Oklahoma’s Speaker of the House is in damage control after one building staffer sent out a message with decidedly bigoted language. Over 70 LGBTQ students visited the Capitol in Tulsa, lobbying on Monday’s National Youth HIV and AIDS Awareness Day. This prompted an email blast ostensibly from Karen Kipgen, who runs the Page program. Here it is, as obtained by NewsOK:
As per the Speaker’s office, Pages are being allowed access to the ladies restroom across from 401, for today. Again, there are cross-dressers in the building.
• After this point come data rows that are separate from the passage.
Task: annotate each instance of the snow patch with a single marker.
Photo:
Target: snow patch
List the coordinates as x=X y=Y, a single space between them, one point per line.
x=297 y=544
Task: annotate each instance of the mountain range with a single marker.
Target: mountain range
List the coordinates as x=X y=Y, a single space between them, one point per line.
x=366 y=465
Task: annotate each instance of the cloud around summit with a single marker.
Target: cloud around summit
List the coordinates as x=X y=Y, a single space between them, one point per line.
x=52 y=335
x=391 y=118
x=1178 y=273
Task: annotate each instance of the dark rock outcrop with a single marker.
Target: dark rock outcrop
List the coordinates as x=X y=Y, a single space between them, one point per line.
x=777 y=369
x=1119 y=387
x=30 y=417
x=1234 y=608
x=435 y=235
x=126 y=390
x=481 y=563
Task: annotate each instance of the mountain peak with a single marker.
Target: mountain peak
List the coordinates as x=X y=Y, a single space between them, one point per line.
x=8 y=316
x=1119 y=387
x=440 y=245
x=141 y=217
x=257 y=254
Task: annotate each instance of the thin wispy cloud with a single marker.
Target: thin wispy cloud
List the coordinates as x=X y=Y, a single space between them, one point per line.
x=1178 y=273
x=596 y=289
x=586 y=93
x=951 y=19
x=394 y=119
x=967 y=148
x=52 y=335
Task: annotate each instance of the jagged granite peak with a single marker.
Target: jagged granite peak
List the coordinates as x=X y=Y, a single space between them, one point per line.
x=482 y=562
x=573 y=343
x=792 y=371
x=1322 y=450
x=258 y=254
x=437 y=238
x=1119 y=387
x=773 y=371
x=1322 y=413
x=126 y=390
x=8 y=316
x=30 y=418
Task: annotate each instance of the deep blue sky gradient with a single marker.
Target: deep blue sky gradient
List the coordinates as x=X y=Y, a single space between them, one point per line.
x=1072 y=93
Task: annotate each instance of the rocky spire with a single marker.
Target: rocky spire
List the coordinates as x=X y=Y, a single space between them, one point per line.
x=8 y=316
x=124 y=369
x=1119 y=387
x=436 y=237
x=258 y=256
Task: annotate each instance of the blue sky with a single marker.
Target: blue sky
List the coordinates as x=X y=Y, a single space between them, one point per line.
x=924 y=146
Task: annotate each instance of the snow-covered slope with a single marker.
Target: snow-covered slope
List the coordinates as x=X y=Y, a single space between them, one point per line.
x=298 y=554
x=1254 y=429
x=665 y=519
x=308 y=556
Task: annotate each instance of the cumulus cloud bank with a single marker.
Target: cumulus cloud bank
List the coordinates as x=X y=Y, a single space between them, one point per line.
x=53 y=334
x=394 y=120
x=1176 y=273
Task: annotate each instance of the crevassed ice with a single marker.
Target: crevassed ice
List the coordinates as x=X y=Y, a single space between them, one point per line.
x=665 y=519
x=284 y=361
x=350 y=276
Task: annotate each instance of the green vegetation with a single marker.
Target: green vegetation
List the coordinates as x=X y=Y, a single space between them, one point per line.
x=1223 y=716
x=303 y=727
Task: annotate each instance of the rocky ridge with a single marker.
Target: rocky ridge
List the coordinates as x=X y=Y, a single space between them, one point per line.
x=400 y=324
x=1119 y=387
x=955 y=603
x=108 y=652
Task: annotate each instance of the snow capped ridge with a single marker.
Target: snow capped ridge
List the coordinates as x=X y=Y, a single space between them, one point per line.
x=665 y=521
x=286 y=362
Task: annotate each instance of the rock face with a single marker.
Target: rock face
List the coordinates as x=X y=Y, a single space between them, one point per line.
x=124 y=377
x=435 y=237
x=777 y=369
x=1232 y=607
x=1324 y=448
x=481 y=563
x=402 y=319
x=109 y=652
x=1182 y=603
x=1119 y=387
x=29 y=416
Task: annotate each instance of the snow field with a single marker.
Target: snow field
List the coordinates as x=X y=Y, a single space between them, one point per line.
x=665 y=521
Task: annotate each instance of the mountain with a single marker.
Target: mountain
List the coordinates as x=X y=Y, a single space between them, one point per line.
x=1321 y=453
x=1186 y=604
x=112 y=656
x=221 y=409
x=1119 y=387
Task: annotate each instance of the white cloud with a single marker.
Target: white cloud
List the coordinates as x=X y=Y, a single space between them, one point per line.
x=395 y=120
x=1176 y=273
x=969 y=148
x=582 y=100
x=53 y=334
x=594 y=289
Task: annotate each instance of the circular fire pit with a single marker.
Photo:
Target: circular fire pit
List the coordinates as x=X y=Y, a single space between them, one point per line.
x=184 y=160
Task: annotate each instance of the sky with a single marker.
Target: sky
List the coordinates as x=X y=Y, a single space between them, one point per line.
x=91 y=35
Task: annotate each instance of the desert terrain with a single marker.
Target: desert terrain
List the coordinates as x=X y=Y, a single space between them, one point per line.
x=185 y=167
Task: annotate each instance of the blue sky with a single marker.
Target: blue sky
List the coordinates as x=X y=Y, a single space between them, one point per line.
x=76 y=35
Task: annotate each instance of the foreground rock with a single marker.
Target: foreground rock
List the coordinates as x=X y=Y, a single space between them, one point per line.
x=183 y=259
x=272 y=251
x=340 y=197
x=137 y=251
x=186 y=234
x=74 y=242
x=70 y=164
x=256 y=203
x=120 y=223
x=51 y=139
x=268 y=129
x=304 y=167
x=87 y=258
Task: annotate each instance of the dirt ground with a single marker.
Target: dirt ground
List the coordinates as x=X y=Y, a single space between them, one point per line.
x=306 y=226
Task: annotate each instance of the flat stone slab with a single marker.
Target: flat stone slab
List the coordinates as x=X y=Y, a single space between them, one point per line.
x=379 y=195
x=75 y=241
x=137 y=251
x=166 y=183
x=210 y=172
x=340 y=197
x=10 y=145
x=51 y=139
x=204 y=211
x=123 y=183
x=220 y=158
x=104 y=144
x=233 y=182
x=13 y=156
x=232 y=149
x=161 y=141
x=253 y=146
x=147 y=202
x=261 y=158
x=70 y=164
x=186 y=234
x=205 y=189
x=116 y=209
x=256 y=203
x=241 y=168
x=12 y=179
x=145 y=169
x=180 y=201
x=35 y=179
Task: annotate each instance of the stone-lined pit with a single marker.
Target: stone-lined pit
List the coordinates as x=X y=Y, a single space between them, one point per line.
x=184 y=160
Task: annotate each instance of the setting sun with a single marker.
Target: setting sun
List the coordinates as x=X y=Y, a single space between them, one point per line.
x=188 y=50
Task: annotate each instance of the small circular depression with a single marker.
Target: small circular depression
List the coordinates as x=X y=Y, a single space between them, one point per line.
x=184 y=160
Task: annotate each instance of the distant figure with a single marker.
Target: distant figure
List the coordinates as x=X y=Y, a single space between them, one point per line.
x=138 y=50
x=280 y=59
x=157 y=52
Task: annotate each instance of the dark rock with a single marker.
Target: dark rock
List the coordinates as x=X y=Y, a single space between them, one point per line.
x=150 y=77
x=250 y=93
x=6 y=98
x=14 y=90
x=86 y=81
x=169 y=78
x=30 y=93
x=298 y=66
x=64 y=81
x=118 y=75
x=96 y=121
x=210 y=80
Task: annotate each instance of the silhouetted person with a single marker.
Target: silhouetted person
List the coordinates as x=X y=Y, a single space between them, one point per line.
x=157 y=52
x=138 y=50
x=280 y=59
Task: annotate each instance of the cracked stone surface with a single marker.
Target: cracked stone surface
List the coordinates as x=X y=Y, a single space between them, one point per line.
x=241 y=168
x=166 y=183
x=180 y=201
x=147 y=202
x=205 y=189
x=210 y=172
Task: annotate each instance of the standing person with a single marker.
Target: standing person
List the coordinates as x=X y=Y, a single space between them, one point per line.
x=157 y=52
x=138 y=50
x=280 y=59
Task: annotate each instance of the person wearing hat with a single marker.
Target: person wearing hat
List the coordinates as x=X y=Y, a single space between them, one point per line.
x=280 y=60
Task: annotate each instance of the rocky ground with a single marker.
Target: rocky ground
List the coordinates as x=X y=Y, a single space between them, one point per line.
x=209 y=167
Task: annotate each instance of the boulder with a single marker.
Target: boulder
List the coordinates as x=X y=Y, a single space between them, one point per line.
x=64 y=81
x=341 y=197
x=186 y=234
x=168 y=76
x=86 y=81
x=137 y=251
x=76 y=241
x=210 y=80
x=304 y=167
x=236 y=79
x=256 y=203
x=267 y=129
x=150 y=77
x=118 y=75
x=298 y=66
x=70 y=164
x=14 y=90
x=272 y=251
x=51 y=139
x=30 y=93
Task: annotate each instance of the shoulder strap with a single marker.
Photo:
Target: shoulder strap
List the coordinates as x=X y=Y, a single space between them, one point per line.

“Cross-dressers in the building.” This message was reportedly meant to announced that pages could use private staff and member restrooms because the LGBTQ group was visiting the Capitol. With its apparently anti-trans language, it reads like a warning.
KOCO 5 reached out for comment, but instead of reaching Kipgen, they got a statement from Republican House Speaker Charles McCall. He bent over backwards to distance himself from the email, saying he had nothing to do with it.
“The remarks contained in the email are not condoned by me or the office of the Speaker,” he wrote. “All Oklahomans should feel welcome in the Oklahoma Capitol building.”
He said his office is investigating the incident. We’ve reached out to Kipgen for comment.
Oklahoma’s ACLU remains ambivalent about McCall, however. On one hand, the sentiment behind his letter was welcome. On the other hand, they say McCall has been willing to let anti-LGBTQ legislation to advance in the current session. From the statement by executive director Ryan Kiesel:
Of course they are welcome at the Capitol. It is their building as much as it as any other Oklahomans’. To welcome them to the Capitol is little consolation to LGBTQ Oklahomans who, if SB 197 had become law, would have been unwelcome in many other places in Oklahoma. If Speaker McCall wants a truly welcoming state, then he needs to commit that hateful and discriminatory legislation will have no safe harbor in the House of Representatives as long as he is Speaker of the House.
SB 197 would give legal protections to business owners refuse any sort of marriage-related service to LGBT people because of religious beliefs, or what the bill calls “conscience.”